Katie782 · 13/10/2019 13:30

Hello,

Recently engaged and going to have a quiet wedding abroad of around 30-50 people. Family only. I’m going to have two bridesmaids, my cousin and planning to ask my sister-in-law. I’ve already asked my cousin.

I have a large family meal with finance’s family coming up and wondering whether this would be a nice time to ask his sister. She lives far away so I don’t see her often, just a couple of times a year. The meal is joint for her 30th birthday and for the grandmothers birthday. Would me asking her to be bridesmaid take the “limelight” away from the birthdays and onto me? I don’t want to do this, although this is the first time any of them have seen me since we got engaged in August.

Another consideration is that finances older sister will be there. She has three children who will be involved in the wedding as flower girl and page boys. However I wasn’t planning to ask her to be a bridesmaid as well. Not sure if this could cause offence. She will be present with her children at the meal.

OP posts:
Mermaidsinthesand · 13/10/2019 13:34

I wouldn't ask her at the party not appropriate timing

BumbleBeee69 · 13/10/2019 14:17

Gosh no...

BlackCatSleeping · 13/10/2019 14:22

Thought this was going to be about you asking to be a bridesmaid. I had my popcorn ready.

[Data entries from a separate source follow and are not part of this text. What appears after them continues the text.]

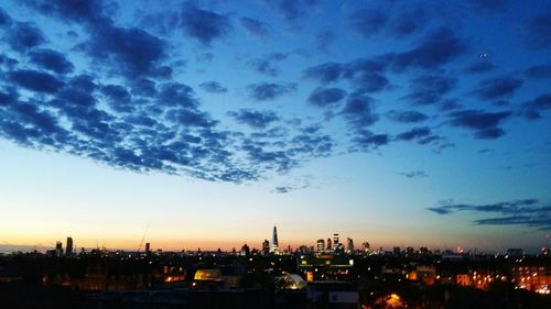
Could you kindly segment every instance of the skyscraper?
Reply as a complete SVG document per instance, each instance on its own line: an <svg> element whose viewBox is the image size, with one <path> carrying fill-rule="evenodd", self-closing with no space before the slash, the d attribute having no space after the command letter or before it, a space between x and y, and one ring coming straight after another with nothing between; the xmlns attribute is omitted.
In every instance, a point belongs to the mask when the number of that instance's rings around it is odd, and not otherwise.
<svg viewBox="0 0 551 309"><path fill-rule="evenodd" d="M350 238L346 239L346 246L348 253L354 253L354 241Z"/></svg>
<svg viewBox="0 0 551 309"><path fill-rule="evenodd" d="M67 245L65 247L65 255L73 255L73 238L67 238Z"/></svg>
<svg viewBox="0 0 551 309"><path fill-rule="evenodd" d="M270 253L270 242L268 240L264 240L262 242L262 254L268 255Z"/></svg>
<svg viewBox="0 0 551 309"><path fill-rule="evenodd" d="M270 253L279 254L278 229L273 225L272 243L270 244Z"/></svg>
<svg viewBox="0 0 551 309"><path fill-rule="evenodd" d="M333 234L333 250L337 250L339 244L341 243L338 242L338 233L334 233Z"/></svg>
<svg viewBox="0 0 551 309"><path fill-rule="evenodd" d="M55 243L55 256L62 256L63 254L63 244L61 241Z"/></svg>

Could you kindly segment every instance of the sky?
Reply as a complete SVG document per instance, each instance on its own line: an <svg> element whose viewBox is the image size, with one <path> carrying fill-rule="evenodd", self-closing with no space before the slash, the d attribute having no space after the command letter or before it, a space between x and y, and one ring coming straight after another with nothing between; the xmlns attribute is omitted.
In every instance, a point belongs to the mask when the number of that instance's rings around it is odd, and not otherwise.
<svg viewBox="0 0 551 309"><path fill-rule="evenodd" d="M537 250L549 1L0 2L0 245Z"/></svg>

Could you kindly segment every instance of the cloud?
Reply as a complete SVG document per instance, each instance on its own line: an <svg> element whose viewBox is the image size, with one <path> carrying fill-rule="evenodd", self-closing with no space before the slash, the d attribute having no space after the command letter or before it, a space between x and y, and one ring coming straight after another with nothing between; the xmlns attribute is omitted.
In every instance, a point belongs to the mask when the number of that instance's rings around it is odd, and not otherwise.
<svg viewBox="0 0 551 309"><path fill-rule="evenodd" d="M426 12L421 8L417 8L399 13L391 21L389 30L396 36L402 37L420 31L426 23Z"/></svg>
<svg viewBox="0 0 551 309"><path fill-rule="evenodd" d="M266 0L288 22L296 22L306 13L306 10L317 4L317 0Z"/></svg>
<svg viewBox="0 0 551 309"><path fill-rule="evenodd" d="M487 205L440 202L428 210L442 214L453 214L461 211L474 213L491 213L493 218L477 219L477 225L525 225L540 229L551 229L551 207L538 199L521 199Z"/></svg>
<svg viewBox="0 0 551 309"><path fill-rule="evenodd" d="M260 38L266 38L270 35L270 31L268 30L268 24L251 18L240 18L239 22L247 30L247 32L251 35L255 35Z"/></svg>
<svg viewBox="0 0 551 309"><path fill-rule="evenodd" d="M496 77L482 80L473 93L486 101L498 100L512 96L522 84L523 80L511 76Z"/></svg>
<svg viewBox="0 0 551 309"><path fill-rule="evenodd" d="M418 46L396 54L392 66L398 71L410 67L434 69L454 60L465 51L465 43L451 29L440 27L424 37Z"/></svg>
<svg viewBox="0 0 551 309"><path fill-rule="evenodd" d="M95 27L89 41L82 44L80 49L110 68L110 73L133 79L137 76L171 75L170 67L159 66L165 57L164 45L164 41L140 29L104 24Z"/></svg>
<svg viewBox="0 0 551 309"><path fill-rule="evenodd" d="M210 93L226 93L228 92L228 89L226 87L223 87L219 82L217 81L204 81L201 82L199 87Z"/></svg>
<svg viewBox="0 0 551 309"><path fill-rule="evenodd" d="M293 191L293 190L294 190L294 188L289 187L289 186L280 186L280 187L273 188L274 194L289 194L290 191Z"/></svg>
<svg viewBox="0 0 551 309"><path fill-rule="evenodd" d="M522 103L522 113L531 120L540 119L541 112L551 110L551 93L540 95Z"/></svg>
<svg viewBox="0 0 551 309"><path fill-rule="evenodd" d="M490 62L476 62L465 68L465 73L468 74L484 74L491 71L496 68Z"/></svg>
<svg viewBox="0 0 551 309"><path fill-rule="evenodd" d="M309 103L316 107L326 107L339 102L346 96L346 91L339 88L317 87L310 93Z"/></svg>
<svg viewBox="0 0 551 309"><path fill-rule="evenodd" d="M343 76L344 67L338 63L325 63L309 67L303 71L303 76L315 79L322 84L338 81Z"/></svg>
<svg viewBox="0 0 551 309"><path fill-rule="evenodd" d="M205 45L233 30L229 18L212 11L185 5L182 10L182 27L185 33Z"/></svg>
<svg viewBox="0 0 551 309"><path fill-rule="evenodd" d="M233 117L237 122L247 124L252 129L266 129L268 125L280 120L280 118L272 111L253 111L253 110L239 110L230 111L228 115Z"/></svg>
<svg viewBox="0 0 551 309"><path fill-rule="evenodd" d="M359 131L379 120L371 109L372 99L360 93L350 93L346 99L341 114L345 117L349 125Z"/></svg>
<svg viewBox="0 0 551 309"><path fill-rule="evenodd" d="M509 0L472 0L471 5L476 13L501 13L509 8Z"/></svg>
<svg viewBox="0 0 551 309"><path fill-rule="evenodd" d="M249 96L256 101L276 100L296 91L295 82L259 82L247 86Z"/></svg>
<svg viewBox="0 0 551 309"><path fill-rule="evenodd" d="M276 77L279 75L280 70L276 67L277 63L287 59L289 55L283 53L272 53L260 59L252 59L248 63L256 71Z"/></svg>
<svg viewBox="0 0 551 309"><path fill-rule="evenodd" d="M29 48L46 42L44 33L36 25L29 22L17 22L9 30L8 44L18 52L25 52Z"/></svg>
<svg viewBox="0 0 551 309"><path fill-rule="evenodd" d="M53 75L32 69L18 69L8 73L8 79L32 91L54 93L62 86Z"/></svg>
<svg viewBox="0 0 551 309"><path fill-rule="evenodd" d="M11 25L11 18L4 10L0 8L0 27L9 25Z"/></svg>
<svg viewBox="0 0 551 309"><path fill-rule="evenodd" d="M530 47L537 49L551 47L551 14L530 18L525 26Z"/></svg>
<svg viewBox="0 0 551 309"><path fill-rule="evenodd" d="M97 23L106 19L101 0L28 0L23 3L44 14L57 16L64 22Z"/></svg>
<svg viewBox="0 0 551 309"><path fill-rule="evenodd" d="M422 141L424 141L426 137L430 137L431 135L432 135L431 129L426 126L419 126L398 134L396 139L398 141L407 141L407 142L418 140L420 141L421 144L424 144Z"/></svg>
<svg viewBox="0 0 551 309"><path fill-rule="evenodd" d="M390 142L388 134L375 134L368 130L359 130L353 139L354 144L361 151L377 150Z"/></svg>
<svg viewBox="0 0 551 309"><path fill-rule="evenodd" d="M315 47L320 52L327 52L329 46L335 42L335 34L331 31L323 31L315 36Z"/></svg>
<svg viewBox="0 0 551 309"><path fill-rule="evenodd" d="M377 9L359 10L354 12L349 18L352 29L364 37L369 37L381 32L387 25L388 20L388 15Z"/></svg>
<svg viewBox="0 0 551 309"><path fill-rule="evenodd" d="M53 49L33 49L29 53L29 57L32 63L57 74L67 74L74 69L73 64L67 60L65 55Z"/></svg>
<svg viewBox="0 0 551 309"><path fill-rule="evenodd" d="M408 178L424 178L428 177L426 173L423 170L412 170L412 172L403 172L400 175L406 176Z"/></svg>
<svg viewBox="0 0 551 309"><path fill-rule="evenodd" d="M419 111L396 111L391 110L386 113L387 118L400 122L400 123L414 123L414 122L423 122L429 119L429 117Z"/></svg>
<svg viewBox="0 0 551 309"><path fill-rule="evenodd" d="M439 103L457 85L457 78L440 75L423 75L410 82L411 92L401 100L417 106Z"/></svg>
<svg viewBox="0 0 551 309"><path fill-rule="evenodd" d="M551 78L551 65L531 66L525 70L525 75L531 78Z"/></svg>
<svg viewBox="0 0 551 309"><path fill-rule="evenodd" d="M475 137L495 140L505 134L505 131L498 128L501 121L509 118L510 111L485 112L480 110L463 110L449 114L451 124L475 131Z"/></svg>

Why don’t you just phone her and ask? I think it’s better done as a private moment between the two of you. Also saves embarrassment if she declines.

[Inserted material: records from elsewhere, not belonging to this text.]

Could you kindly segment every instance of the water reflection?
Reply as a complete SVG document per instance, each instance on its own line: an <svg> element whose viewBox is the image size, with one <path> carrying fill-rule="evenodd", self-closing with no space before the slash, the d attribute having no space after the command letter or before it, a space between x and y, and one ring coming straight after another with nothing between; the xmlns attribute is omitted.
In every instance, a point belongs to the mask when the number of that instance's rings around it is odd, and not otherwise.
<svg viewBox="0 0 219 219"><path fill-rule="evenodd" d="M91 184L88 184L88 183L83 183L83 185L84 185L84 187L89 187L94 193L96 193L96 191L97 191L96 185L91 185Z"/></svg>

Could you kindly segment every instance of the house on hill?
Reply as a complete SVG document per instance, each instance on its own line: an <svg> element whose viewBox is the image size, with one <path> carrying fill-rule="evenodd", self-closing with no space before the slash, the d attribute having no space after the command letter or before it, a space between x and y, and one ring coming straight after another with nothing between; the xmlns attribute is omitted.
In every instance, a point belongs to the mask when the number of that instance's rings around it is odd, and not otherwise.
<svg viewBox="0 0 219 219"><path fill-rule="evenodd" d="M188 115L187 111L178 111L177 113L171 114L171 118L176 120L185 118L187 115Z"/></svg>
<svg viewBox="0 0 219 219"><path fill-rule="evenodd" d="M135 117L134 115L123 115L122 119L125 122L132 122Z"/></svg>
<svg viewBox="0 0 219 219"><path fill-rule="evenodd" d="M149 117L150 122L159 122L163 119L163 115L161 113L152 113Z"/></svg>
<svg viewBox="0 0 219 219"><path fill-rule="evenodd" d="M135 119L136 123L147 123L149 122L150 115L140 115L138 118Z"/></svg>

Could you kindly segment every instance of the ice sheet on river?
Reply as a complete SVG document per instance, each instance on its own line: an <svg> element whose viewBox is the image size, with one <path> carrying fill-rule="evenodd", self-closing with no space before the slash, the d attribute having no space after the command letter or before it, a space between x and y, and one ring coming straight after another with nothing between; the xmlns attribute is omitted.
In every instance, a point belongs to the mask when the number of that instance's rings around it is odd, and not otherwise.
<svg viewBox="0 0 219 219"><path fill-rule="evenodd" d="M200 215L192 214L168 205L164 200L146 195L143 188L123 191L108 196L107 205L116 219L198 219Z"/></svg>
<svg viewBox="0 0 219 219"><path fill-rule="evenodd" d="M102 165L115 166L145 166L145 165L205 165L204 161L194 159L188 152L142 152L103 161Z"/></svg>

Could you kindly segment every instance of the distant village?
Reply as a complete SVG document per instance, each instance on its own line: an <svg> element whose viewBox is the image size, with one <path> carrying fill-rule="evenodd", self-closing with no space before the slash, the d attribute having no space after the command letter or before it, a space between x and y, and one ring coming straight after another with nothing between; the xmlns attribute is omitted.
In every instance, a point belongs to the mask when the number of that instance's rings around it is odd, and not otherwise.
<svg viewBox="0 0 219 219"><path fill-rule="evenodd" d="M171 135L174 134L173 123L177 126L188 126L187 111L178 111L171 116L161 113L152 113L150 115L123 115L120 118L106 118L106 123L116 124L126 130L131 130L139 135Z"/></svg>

DaphneFanshaw · 13/10/2019 14:25

I would be really happy for you to ask me at my birthday meal. I definitely wouldn't see it as you stealing my limelight.
I don't think that you should ask her in front of her sister though, not unless you're having them both as bridesmaids.
I have to be honest, if I was the older sister I would be a bit upset that you were having my younger sister as a bridesmaid and not me.
I would possibly be unreasonable to feel that way and I most definitely would not say anything. It would hurt a bit though, even if my dc were flower girls.

KylieKoKo · 13/10/2019 15:05

I think picking one sister and not the other might cause upset, especially as you aren't particularly close to the sister you are picking. As the older sister's children are involved you are asking everyone except her to be part of your wedding. Be sensitive and expect your relationship with her to cool.